Mientras se alejaban vieron salir llamas y humo por la trampa que había quedado abierta al pie de la rampa lanzamisiles. Se encontraban a quinientos metros de distancia, saltando entre las rocas, cuando se produjo la explosión.
Un cráter de llamas iluminó la noche en mitad de una aterradora explosión. La rampa lanzamisiles, la gran antena parabólica, moles de cemento y misiles enteros salieron despedidos en todas direcciones…
El eco repitió de montaña en montaña el estallido, que fue debilitándose poco a poco en la distancia. Apenas se había hecho el silencio, cuando se escuchó un nuevo ruido. Era el roncar de un motor de avión allá en el fondo del valle.
Desde el lugar donde se encontraban, los cuatro hombres vieron el relampaguear de la luna en la hélice y las partes cromadas del avión cuando despegaba. El Cessna surcó las tranquilas aguas del lago, se elevó y tuvo que efectuar un brusco viraje para no estrellarse contra las montañas.
Voló a lo largo del valle ganando altura, y de nuevo se vio obligado a virar para volver en la dirección del lugar donde se encontraban Miguel Ángel y sus compañeros.
Lanzando gritos que los del avión en modo alguno podían oír, Balmer hizo señales con la linterna en el momento que el Cessna pasaba ante ellos. El aparato se alejó rozando casi con los flotadores la cresta de las montañas. Luego se perdió de vista, y el ronquido del motor se fue apagando en la distancia hasta que todo quedó en silencio.
—Hay que reconocer que ese Kruif es un buen piloto donde los haya —dijo Arthur.
—Bueno —suspiró Richard apagando la linterna—. Todo resultó bastante fácil después de todo.
—En efecto —contestó Miguel Ángel—. La parte más difícil empieza ahora para nosotros.
Baiserab les hacía imperiosas señas para que le siguieran. Los tres hombres echaron a andar.
A
l abandonar el sendero habían tomado la dirección Este, avanzando con dificultad por un terreno donde no existían huellas de que nadie hubiese pasado por allí anteriormente.
Temían ser perseguidos y buscados por los Hombres de Venus, que querrían vengar en ellos la destrucción de la valiosa estación de radio y la muerte de dos de los suyos. Al amanecer buscaron refugio en la angosta oquedad de un risco. Estaban rotos de cansancio y de hambre, y el frío era muy intenso.
Hacia las ocho de la mañana Richard Balmer despertó de un codazo a Miguel Ángel, que dormía acurrucado en el pequeño espacio, envuelto en una manta.
—¡Eh, teniente! ¡Tenemos un platillo volante a la vista!
Miguel Ángel fue a atisbar entre los ralos hierbajos que cubrían la entrada al refugio. Vio un platillo volante que, como suspendido del espacio por hilos invisibles, parecía explorar desde lo alto cada palmo del terreno.
El viento zarandeaba en ocasiones a la máquina y, en general, esta parecía afectada por la corriente de aire que la empujaba desplazándola lentamente.
—Me pregunto cómo se las arreglarán para sostener «eso» en el aire —murmuró Arthur.
—¡Chist, no hablen! —ordenó Aznar sigilosamente.

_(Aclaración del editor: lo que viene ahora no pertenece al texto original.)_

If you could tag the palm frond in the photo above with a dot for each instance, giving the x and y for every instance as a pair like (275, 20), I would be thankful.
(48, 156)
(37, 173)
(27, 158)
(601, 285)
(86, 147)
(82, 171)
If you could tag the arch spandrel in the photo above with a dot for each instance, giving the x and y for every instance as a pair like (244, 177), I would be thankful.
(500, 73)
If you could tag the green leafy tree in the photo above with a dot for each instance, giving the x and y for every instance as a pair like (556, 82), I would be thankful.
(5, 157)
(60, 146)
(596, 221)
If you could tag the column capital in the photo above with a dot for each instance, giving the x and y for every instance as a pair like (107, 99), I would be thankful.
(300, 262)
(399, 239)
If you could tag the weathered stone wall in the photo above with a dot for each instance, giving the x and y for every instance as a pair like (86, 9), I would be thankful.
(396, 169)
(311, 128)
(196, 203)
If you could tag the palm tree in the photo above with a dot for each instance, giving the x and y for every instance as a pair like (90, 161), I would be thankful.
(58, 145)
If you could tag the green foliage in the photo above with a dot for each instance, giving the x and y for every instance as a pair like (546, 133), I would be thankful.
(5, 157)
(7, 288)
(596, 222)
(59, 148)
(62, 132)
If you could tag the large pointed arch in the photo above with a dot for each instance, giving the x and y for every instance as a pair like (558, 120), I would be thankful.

—¡Caramba, no hay para tanto! No creo que puedan oírnos desde allí arriba.
—¿Quién sabe? También nosotros tenemos aparatos auditivos de gran sensibilidad, que permitan escuchar una conversación sostenida en voz baja a cien metros de distancia.
Los cuatro hombres esperaron en silencio sin apartar sus ojos del platillo volante. Este, empujado por el viento, se fue alejando hasta desaparecer en la distancia.

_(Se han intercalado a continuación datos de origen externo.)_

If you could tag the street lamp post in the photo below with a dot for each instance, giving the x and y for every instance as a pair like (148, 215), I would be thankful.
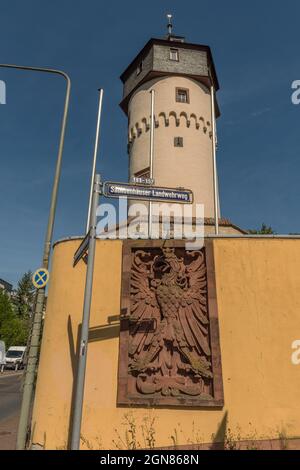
(38, 313)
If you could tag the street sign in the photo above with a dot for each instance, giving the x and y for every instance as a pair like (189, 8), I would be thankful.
(82, 249)
(142, 180)
(40, 278)
(147, 193)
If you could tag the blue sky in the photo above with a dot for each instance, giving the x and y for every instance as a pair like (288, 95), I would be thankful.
(256, 51)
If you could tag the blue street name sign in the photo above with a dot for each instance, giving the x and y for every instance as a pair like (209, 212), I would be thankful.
(147, 193)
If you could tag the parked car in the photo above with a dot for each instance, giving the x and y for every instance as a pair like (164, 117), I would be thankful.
(14, 358)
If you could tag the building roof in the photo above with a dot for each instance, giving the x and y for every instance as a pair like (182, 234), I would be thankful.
(179, 45)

Aunque no vieron ningún otro aparato en el resto del día, el temor a los platillos volantes que les buscaban les mantuvo escondidos en su agujero.
Con las últimas luces del día abandonaron su refugio y se pusieron en marcha. La oscuridad de la noche les alcanzó en un paso tan difícil que les obligó a esperar la aparición de la luna, aprovechando para comer algo.
Hacia las once de la noche salió la luna y continuaron la marcha.
Las luces del alba les alcanzaron al pie de un ventisquero, punto culminante de aquella penosa marcha, y traspuesto el cual todo debería ser más fácil, pues realmente habrían cruzado la frontera del valle de Gpur. La vista de aquel ventisquero era tan impresionante desde el pie del mismo, que Richard preguntó a Baiserab si realmente estaba seguro de encontrarse sobre la ruta adecuada.